Note
Access to this page requires authorization. You can try signing in or changing directories.
Access to this page requires authorization. You can try changing directories.
This guide shows you how to use text to speech avatar with real-time synthesis. The avatar video is generated almost instantly after you enter text.
Text to speech avatar can be used in the Voice live API to create a more personalized voice conversation. See Voice live API overview and Avatar in Voice Live sample code to learn more
Prerequisites
You need:
- Azure subscription: Create one for free.
- Foundry resource: Create a Microsoft Foundry resource in one of the supported regions. For more information about region availability, see Text to speech avatar regions.
Or, if you use Speech Studio:
- Speech resource: Create a speech resource in the Azure portal. Select the Standard S0 pricing tier to access avatars.
- Speech resource key and region: After deployment, select Go to resource to view and manage your keys.
Set up environment
To use real-time avatar synthesis, install the Speech SDK for JavaScript for your webpage. See Install the Speech SDK.
Real-time avatar works on these platforms and browsers:
| Platform | Chrome | Microsoft Edge | Safari | Firefox | Opera |
|---|---|---|---|---|---|
| Windows | Y | Y | N/A | Y¹ | Y |
| Android | Y | Y | N/A | Y¹² | N |
| iOS | Y | Y | Y | Y | Y |
| macOS | Y | Y | Y | Y¹ | Y |
¹ Doesn't work with ICE server by Communication Service, but works with Coturn. ² Background transparency doesn't work.
Select text to speech language and voice
Speech service supports many languages and voices. See the full list or try them in the Voice Gallery.

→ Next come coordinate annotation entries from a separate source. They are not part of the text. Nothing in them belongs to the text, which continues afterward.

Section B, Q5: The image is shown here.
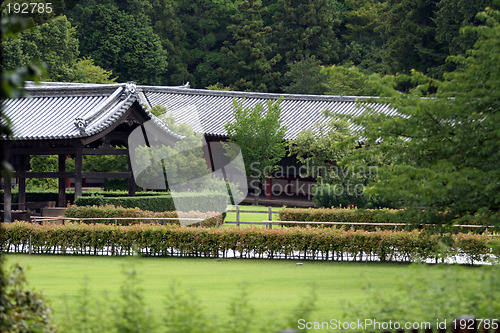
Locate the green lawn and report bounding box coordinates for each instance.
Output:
[224,205,281,228]
[6,255,480,328]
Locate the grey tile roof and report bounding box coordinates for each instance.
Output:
[2,83,180,140]
[2,83,396,140]
[141,86,397,139]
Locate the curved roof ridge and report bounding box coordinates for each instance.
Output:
[137,85,379,102]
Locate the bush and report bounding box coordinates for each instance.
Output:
[0,256,56,332]
[279,207,494,233]
[75,192,227,212]
[279,208,399,230]
[64,205,225,227]
[4,222,493,263]
[0,189,170,203]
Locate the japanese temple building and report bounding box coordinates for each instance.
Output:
[1,83,395,222]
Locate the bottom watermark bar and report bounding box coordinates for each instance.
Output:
[297,318,434,331]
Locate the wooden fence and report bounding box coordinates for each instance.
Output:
[31,205,494,231]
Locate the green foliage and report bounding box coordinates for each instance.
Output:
[179,0,237,87]
[322,65,377,96]
[3,222,494,263]
[341,0,389,73]
[221,0,281,92]
[64,204,225,227]
[288,115,381,207]
[2,16,78,81]
[147,0,194,85]
[26,155,58,191]
[356,6,500,225]
[279,206,498,234]
[75,191,227,212]
[283,56,327,95]
[226,99,286,202]
[71,57,116,83]
[71,0,168,84]
[346,265,500,322]
[0,256,56,333]
[272,0,342,64]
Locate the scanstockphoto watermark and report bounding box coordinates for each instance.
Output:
[249,178,365,199]
[248,161,378,179]
[249,162,378,199]
[297,318,439,331]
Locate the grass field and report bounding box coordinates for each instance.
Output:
[6,255,480,328]
[224,205,280,228]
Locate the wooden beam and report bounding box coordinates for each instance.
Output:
[17,155,27,210]
[127,156,135,197]
[57,155,66,207]
[75,145,83,200]
[3,149,12,222]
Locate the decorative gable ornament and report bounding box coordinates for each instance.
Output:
[75,118,87,133]
[121,81,137,99]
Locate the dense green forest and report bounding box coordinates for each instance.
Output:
[2,0,494,95]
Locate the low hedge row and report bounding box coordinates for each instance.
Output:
[279,208,494,233]
[3,222,492,263]
[64,205,225,227]
[75,192,228,212]
[279,208,404,230]
[0,190,170,203]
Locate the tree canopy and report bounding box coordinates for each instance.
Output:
[356,9,500,224]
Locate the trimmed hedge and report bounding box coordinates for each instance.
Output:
[0,189,170,203]
[279,208,399,230]
[279,208,494,233]
[3,222,493,263]
[64,205,225,227]
[75,192,227,212]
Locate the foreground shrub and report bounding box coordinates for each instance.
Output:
[64,205,225,227]
[0,256,56,333]
[58,269,315,333]
[0,222,494,263]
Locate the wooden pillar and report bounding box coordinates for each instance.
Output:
[17,155,29,210]
[75,145,83,200]
[127,153,135,197]
[3,148,12,222]
[57,155,66,207]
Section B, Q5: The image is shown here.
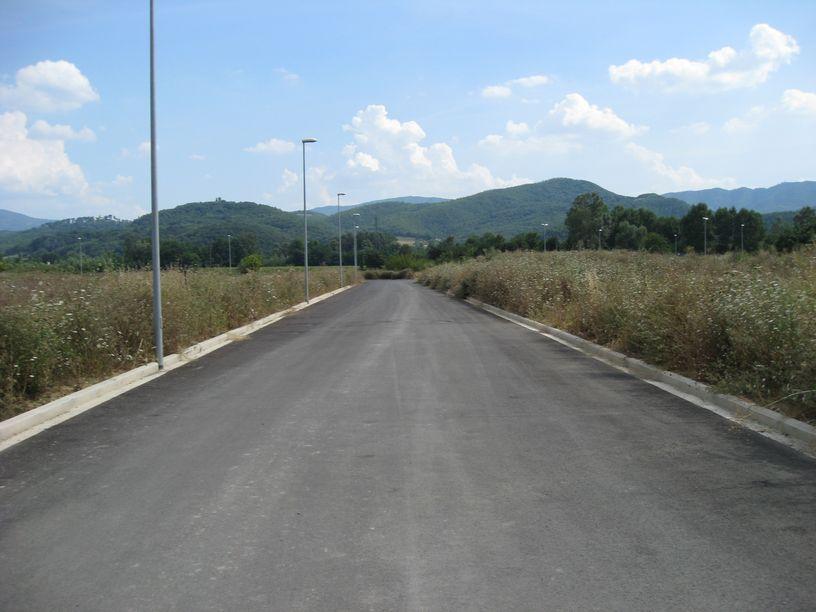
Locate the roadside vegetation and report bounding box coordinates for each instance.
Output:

To match your input text and use a specific voice, set the SpeechSynthesisLanguage or SpeechSynthesisVoiceName properties in the SpeechConfig object:
const speechConfig = SpeechSDK.SpeechConfig.fromSubscription("YourSpeechKey", "YourSpeechRegion");
// Set either the `SpeechSynthesisVoiceName` or `SpeechSynthesisLanguage`.
speechConfig.speechSynthesisLanguage = "en-US";
speechConfig.speechSynthesisVoiceName = "en-US-AvaMultilingualNeural";
All neural voices are multilingual and fluent in their own language and English. For example, if you select es-ES-ElviraNeural and enter English text, the avatar speaks English with a Spanish accent.

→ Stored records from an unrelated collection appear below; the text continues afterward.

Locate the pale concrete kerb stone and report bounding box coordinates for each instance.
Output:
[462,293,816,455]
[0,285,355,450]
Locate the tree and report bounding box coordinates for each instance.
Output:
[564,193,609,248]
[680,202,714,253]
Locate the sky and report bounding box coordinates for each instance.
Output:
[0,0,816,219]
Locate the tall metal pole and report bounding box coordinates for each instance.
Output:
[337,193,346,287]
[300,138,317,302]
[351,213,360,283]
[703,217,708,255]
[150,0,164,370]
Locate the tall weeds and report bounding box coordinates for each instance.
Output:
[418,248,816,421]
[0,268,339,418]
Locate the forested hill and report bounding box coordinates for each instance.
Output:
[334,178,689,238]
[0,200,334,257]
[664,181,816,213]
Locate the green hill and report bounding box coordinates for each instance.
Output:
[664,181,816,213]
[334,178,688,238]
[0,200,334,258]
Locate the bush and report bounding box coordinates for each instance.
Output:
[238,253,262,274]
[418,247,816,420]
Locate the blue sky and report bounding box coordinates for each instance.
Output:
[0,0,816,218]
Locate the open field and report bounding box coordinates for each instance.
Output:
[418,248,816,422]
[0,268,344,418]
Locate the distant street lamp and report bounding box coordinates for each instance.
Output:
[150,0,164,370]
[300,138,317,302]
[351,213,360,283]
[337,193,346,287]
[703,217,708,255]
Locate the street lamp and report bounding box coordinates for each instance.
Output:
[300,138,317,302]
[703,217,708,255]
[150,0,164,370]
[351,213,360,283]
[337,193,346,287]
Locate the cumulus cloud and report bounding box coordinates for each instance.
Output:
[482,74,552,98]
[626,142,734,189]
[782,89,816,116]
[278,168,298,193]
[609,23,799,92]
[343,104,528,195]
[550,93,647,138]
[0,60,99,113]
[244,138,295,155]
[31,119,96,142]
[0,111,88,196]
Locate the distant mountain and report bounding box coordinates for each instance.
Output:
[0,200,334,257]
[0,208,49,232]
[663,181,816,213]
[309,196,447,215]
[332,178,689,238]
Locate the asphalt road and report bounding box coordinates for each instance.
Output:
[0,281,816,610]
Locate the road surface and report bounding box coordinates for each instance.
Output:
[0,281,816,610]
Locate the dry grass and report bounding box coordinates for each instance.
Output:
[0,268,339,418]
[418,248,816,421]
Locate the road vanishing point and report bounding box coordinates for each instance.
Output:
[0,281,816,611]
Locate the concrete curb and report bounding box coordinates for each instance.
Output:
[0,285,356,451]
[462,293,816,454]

If the voice doesn't support the input language, the Speech service doesn't create audio. See Language and voice support for the full list.
Default voice selection:
- If you don't set
SpeechSynthesisVoiceNameorSpeechSynthesisLanguage, the default voice inen-USis used. - If you set only
SpeechSynthesisLanguage, the default voice in that locale is used. - If you set both,
SpeechSynthesisVoiceNametakes priority. - If you use SSML to set the voice, both properties are ignored.

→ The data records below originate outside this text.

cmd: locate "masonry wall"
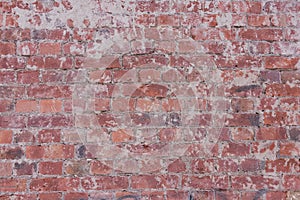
[0,0,300,200]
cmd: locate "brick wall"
[0,0,300,200]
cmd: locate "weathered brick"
[30,177,80,192]
[38,162,63,175]
[16,100,38,112]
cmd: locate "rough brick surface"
[0,0,300,200]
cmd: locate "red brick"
[191,159,215,174]
[240,159,263,172]
[264,111,296,126]
[0,178,27,193]
[222,143,250,156]
[39,192,62,200]
[30,178,80,192]
[41,70,65,83]
[231,99,254,112]
[27,85,71,98]
[265,83,300,97]
[231,175,280,190]
[14,130,35,143]
[40,99,62,113]
[123,54,169,68]
[168,159,186,173]
[26,144,74,159]
[265,159,300,173]
[216,159,239,172]
[38,162,63,175]
[11,194,37,200]
[111,129,134,143]
[38,129,61,143]
[0,42,16,55]
[0,57,26,69]
[280,71,300,83]
[279,142,300,156]
[0,71,15,84]
[64,160,89,176]
[156,15,179,26]
[182,176,229,190]
[225,114,259,126]
[264,56,299,69]
[131,175,179,189]
[27,56,45,69]
[239,29,283,41]
[232,1,262,14]
[17,42,38,56]
[282,175,300,191]
[17,71,40,84]
[0,130,13,144]
[0,115,27,128]
[248,15,271,27]
[63,43,84,55]
[81,176,129,190]
[40,43,61,55]
[266,191,287,200]
[0,162,12,177]
[16,100,38,112]
[44,57,73,69]
[89,70,112,83]
[256,127,287,140]
[0,28,30,41]
[14,162,36,176]
[91,161,112,175]
[0,99,13,112]
[65,192,89,200]
[231,127,254,141]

Select avatar character and style
See supported standard avatars.
Set avatar character and style:
const avatarConfig = new SpeechSDK.AvatarConfig(
"lisa", // Set avatar character here.
"casual-sitting", // Set avatar style here.
);
Set photo avatar:
const avatarConfig = new SpeechSDK.AvatarConfig(
"anika", // Set photo avatar character here.
);
avatarConfig.photoAvatarBaseModel = "vasa-1"; // Set photo avatar base model here.
Set up connection to real-time avatar
Real-time avatar uses the WebRTC protocol to stream video. Set up the connection with the avatar service using a WebRTC peer connection.
First, create a WebRTC peer connection object. WebRTC is peer-to-peer and relies on an ICE server for network relay. Speech service provides a REST API to get ICE server info. We recommend fetching ICE server details from Speech service, but you can use your own.
Sample request to fetch ICE info:
GET /cognitiveservices/avatar/relay/token/v1 HTTP/1.1
Host: westus2.tts.speech.microsoft.com
Ocp-Apim-Subscription-Key: YOUR_RESOURCE_KEY
Create the WebRTC peer connection using the ICE server URL, username, and credential from the previous response:
// Create WebRTC peer connection
peerConnection = new RTCPeerConnection({
iceServers: [{
urls: [ "Your ICE server URL" ],
username: "Your ICE server username",
credential: "Your ICE server credential"
}]
})
Note
The ICE server URL can start with turn (for example, turn:relay.communication.microsoft.com:3478) or stun (for example, stun:relay.communication.microsoft.com:3478). For urls, include only the turn URL.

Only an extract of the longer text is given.